# Tutorial: scoring for quality tasks


This tutorial will describe the flow for calculating scores for quality tasks and walk you through the creation of each one. Here, quality tasks are defined as any of the following (to understand more about each of these tasks, refer to the main Dataloop documentation linked):

1. [Qualification tasks](https://dataloop.ai/docs/qualification-honeypot)
2. [Honeypot tasks](https://dataloop.ai/docs/qualification-honeypot#honeypot)
3. [Consensus tasks](https://dataloop.ai/docs/consensus)

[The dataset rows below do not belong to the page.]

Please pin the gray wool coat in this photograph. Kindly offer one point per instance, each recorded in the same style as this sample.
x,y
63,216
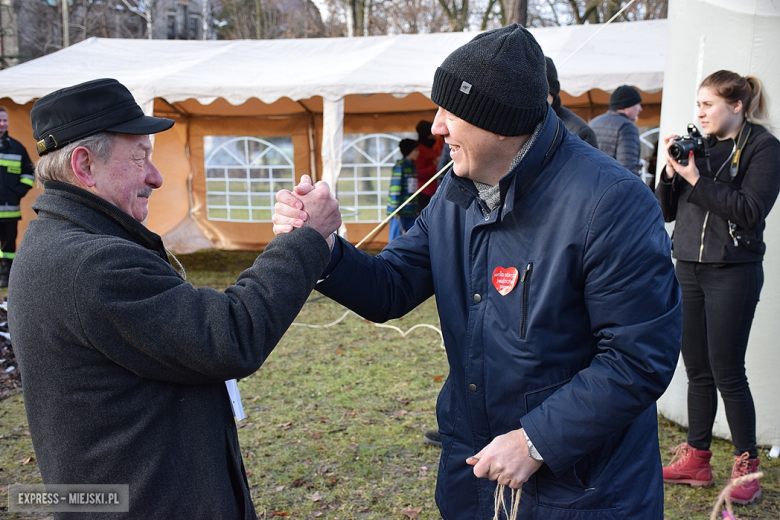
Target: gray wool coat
x,y
123,362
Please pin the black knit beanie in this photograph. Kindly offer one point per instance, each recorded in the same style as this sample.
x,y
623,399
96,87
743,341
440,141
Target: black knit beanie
x,y
552,77
496,82
624,97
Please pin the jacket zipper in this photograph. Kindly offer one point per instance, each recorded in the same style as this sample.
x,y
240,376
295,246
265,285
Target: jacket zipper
x,y
703,230
525,279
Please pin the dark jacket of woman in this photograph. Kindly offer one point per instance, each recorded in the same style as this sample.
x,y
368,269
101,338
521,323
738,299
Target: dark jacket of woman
x,y
704,213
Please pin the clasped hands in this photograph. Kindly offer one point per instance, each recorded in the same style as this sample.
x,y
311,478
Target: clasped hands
x,y
311,205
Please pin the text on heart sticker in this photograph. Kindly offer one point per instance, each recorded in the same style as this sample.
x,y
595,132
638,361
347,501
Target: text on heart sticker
x,y
504,280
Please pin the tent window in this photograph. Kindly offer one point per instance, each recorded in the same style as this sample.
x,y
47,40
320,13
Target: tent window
x,y
243,175
366,167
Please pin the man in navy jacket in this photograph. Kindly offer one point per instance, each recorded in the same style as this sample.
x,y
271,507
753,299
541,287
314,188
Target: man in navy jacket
x,y
557,298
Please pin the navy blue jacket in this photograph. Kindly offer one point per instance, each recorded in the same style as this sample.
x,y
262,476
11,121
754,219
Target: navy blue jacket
x,y
577,353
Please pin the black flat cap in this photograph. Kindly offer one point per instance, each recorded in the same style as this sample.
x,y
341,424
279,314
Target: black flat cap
x,y
101,105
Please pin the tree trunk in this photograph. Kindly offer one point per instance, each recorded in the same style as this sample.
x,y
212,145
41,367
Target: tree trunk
x,y
517,12
65,24
259,19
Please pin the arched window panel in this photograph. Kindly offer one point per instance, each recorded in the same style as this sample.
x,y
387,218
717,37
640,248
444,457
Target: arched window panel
x,y
367,162
243,175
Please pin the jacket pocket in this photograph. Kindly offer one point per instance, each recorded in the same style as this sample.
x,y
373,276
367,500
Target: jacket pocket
x,y
447,415
525,280
537,397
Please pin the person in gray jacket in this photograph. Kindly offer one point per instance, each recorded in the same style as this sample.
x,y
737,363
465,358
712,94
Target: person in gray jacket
x,y
574,123
124,362
616,130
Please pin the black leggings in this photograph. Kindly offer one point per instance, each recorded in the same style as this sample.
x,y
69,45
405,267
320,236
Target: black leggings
x,y
719,301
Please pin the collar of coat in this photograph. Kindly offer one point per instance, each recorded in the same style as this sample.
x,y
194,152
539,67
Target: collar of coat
x,y
517,181
95,214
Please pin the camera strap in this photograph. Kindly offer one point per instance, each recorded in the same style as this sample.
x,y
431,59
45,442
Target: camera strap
x,y
739,145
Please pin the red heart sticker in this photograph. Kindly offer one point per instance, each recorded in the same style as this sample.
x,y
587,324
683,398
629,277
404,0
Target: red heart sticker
x,y
504,280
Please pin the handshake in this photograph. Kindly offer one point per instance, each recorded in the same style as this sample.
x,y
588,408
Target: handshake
x,y
310,205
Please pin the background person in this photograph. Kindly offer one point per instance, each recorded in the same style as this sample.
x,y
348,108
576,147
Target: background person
x,y
556,293
124,362
616,131
719,208
573,122
427,160
16,179
403,184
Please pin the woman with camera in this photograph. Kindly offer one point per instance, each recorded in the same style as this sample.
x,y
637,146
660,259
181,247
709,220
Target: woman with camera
x,y
719,191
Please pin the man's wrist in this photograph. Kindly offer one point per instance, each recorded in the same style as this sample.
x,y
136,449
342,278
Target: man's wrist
x,y
532,451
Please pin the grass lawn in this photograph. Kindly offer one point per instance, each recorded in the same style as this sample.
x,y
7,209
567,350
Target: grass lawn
x,y
335,419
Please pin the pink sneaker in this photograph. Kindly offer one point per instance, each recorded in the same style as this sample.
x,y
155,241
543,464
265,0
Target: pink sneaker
x,y
689,466
749,491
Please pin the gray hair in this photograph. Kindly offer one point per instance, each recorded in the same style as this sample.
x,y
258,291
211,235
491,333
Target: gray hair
x,y
55,165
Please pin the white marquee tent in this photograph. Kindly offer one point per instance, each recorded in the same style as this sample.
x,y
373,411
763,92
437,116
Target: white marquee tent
x,y
312,89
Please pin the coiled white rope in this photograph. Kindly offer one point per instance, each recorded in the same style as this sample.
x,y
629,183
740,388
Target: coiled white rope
x,y
382,325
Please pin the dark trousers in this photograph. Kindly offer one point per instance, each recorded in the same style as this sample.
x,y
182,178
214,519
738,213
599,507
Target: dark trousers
x,y
719,301
8,236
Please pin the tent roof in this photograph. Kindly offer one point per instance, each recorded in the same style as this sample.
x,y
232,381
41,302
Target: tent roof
x,y
621,53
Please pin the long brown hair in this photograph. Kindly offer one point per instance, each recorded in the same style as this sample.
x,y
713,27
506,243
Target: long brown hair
x,y
732,87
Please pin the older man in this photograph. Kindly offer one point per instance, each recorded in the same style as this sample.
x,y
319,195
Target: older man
x,y
123,361
557,298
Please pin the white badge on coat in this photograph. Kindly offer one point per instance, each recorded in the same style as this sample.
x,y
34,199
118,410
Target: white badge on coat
x,y
235,399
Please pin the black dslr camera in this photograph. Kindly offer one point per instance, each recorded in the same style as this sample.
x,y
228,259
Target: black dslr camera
x,y
681,146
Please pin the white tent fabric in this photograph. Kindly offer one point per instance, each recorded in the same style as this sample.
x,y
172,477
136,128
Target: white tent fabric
x,y
705,36
329,67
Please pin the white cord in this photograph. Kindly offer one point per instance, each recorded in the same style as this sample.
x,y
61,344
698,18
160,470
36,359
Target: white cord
x,y
401,332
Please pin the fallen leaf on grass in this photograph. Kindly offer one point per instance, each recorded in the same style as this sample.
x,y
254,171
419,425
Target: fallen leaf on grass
x,y
301,482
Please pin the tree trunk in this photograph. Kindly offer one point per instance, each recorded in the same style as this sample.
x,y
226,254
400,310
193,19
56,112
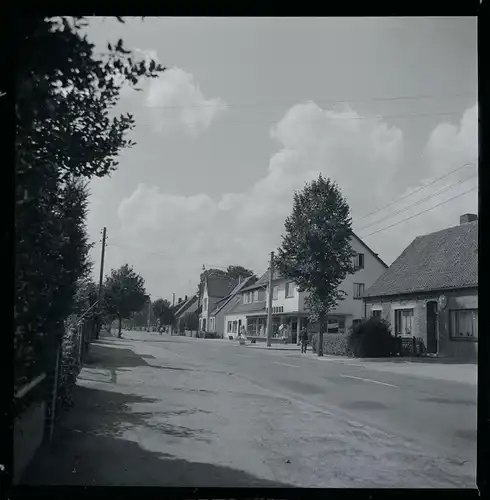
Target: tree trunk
x,y
320,335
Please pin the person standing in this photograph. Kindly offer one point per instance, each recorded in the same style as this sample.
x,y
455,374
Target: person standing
x,y
304,339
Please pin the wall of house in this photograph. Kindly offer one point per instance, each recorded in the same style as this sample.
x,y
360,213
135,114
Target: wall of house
x,y
289,304
456,299
233,317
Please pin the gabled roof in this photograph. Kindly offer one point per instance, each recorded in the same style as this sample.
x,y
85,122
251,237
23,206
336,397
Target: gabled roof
x,y
220,286
225,300
263,281
443,260
183,308
240,308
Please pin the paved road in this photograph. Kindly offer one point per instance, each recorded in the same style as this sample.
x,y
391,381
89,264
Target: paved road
x,y
212,413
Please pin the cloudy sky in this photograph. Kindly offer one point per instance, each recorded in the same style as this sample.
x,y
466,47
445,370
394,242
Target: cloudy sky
x,y
250,109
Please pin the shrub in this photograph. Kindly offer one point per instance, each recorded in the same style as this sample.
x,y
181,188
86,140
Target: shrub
x,y
371,339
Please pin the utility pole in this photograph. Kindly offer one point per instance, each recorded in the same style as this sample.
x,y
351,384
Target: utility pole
x,y
101,278
269,310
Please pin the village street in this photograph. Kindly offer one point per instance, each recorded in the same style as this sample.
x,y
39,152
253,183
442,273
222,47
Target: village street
x,y
174,411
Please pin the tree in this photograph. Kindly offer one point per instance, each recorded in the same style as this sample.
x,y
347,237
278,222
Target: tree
x,y
65,133
190,321
124,293
162,309
235,272
316,250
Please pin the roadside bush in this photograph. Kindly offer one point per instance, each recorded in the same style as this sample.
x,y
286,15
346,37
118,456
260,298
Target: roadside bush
x,y
371,339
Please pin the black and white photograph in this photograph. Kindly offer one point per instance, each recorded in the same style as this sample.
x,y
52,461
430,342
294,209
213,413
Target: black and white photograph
x,y
246,252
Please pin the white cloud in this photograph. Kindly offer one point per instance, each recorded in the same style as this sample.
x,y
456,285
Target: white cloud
x,y
364,156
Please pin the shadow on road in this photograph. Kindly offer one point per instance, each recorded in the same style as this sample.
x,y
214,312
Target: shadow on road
x,y
88,449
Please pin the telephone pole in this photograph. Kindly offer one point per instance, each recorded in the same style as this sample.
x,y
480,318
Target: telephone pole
x,y
269,309
149,312
101,279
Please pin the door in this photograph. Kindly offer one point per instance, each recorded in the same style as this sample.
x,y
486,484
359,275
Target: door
x,y
432,341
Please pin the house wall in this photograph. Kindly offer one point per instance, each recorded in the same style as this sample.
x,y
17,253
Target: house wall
x,y
349,307
456,299
290,304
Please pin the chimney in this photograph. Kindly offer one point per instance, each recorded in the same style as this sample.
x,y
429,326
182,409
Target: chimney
x,y
464,219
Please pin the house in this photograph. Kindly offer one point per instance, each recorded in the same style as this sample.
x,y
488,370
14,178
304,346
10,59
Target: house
x,y
216,321
431,291
289,311
248,310
184,307
215,289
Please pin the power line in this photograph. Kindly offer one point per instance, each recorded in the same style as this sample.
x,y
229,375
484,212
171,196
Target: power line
x,y
423,212
268,102
447,188
419,189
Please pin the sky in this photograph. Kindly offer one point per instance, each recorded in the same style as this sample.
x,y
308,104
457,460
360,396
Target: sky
x,y
249,109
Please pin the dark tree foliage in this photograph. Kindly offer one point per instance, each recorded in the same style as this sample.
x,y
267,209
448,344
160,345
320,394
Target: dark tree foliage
x,y
65,135
124,294
316,252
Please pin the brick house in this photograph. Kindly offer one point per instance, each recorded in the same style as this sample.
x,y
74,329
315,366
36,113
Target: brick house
x,y
431,291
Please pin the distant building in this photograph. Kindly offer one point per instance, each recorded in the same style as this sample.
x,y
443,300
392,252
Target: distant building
x,y
215,289
289,311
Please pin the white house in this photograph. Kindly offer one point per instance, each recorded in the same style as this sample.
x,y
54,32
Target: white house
x,y
215,289
289,312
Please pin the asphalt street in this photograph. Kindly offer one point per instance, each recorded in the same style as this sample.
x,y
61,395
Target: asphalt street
x,y
176,411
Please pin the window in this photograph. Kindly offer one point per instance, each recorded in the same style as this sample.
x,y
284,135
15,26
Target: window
x,y
289,290
404,322
464,324
358,290
332,325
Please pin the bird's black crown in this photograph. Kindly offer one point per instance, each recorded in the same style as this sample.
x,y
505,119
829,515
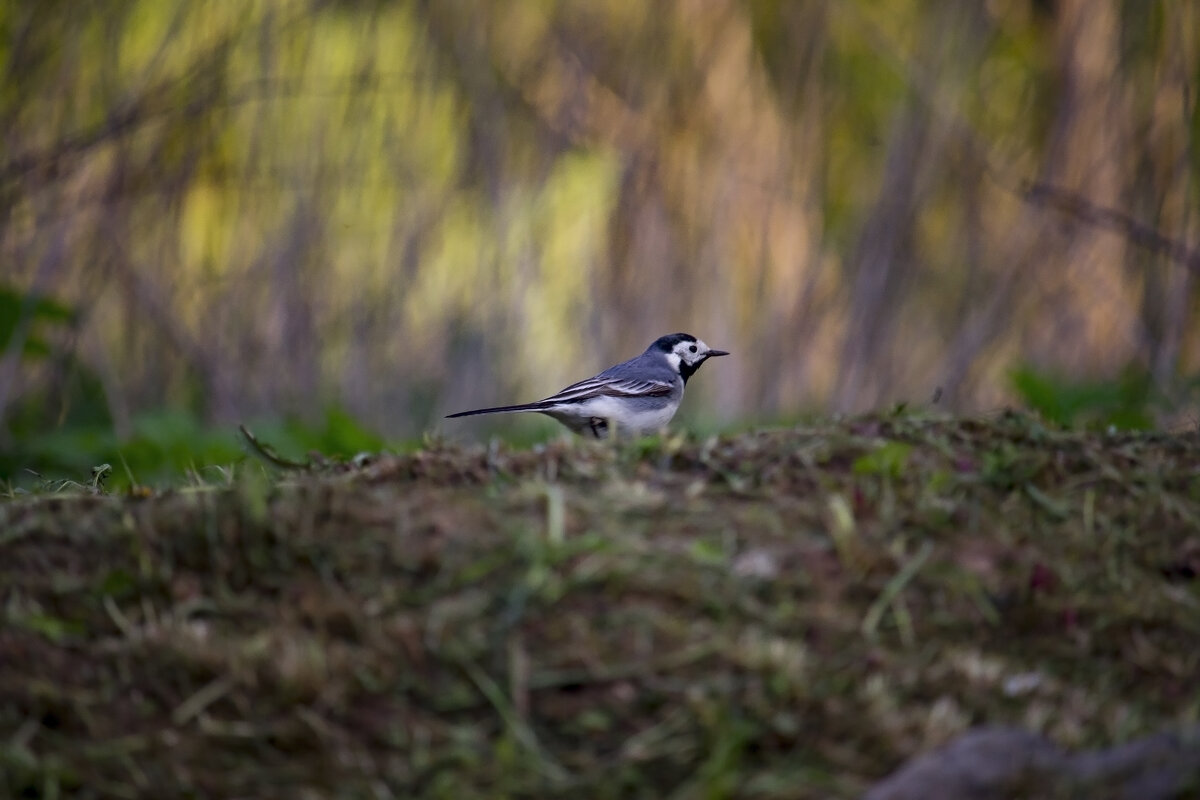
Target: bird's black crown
x,y
666,343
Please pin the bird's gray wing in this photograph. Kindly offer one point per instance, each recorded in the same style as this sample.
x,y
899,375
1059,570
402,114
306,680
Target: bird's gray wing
x,y
610,386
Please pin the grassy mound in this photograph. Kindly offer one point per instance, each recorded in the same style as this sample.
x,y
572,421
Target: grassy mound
x,y
779,614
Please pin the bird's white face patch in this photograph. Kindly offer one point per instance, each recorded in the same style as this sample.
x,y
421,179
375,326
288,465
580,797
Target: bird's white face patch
x,y
688,353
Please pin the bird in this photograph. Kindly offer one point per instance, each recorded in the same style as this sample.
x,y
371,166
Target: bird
x,y
639,396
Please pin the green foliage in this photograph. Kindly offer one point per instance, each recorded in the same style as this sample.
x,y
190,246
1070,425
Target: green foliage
x,y
167,447
1126,403
887,461
29,313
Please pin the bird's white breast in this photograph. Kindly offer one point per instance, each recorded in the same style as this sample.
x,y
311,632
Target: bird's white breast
x,y
629,417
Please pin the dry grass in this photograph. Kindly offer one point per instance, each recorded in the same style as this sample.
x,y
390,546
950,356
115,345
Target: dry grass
x,y
779,614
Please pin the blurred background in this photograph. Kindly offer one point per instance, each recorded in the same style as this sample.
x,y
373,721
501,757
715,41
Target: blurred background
x,y
347,218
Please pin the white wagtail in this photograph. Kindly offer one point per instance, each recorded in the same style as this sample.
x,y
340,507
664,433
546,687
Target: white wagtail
x,y
640,395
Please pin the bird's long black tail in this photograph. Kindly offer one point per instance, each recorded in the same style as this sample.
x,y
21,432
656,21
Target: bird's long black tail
x,y
503,409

In general, an annotator will receive an assignment to complete their annotation task. For a given item in a consensus task, each assignment will be cross-compared with every other assignment. In the case of qualification and honeypot tasks, each item will only have one assignment associated with it. 


### _Behind the scenes_

Task scores will be determined by all items in the task. To calculate an item score, the following steps will be taken:
- for each item, all annotations will be collected by assignment
- for qualification and honeypot tasks, all annotations *not* associated with the assignment will be considered the ground truth
    - we assume there is only *one* assignment for qualification and honeypot tasks
- for consensus tasks, there are no ground truth annotations because we are comparing each assignee to every other assignee
    - during comparison, each set of assignee annotations will be compared twice, one as a reference set and once as the test set


The flow for the functions and entities used to calculate the score are illustrated here:
![Flow chart for scoring](scoring_flow.jpg)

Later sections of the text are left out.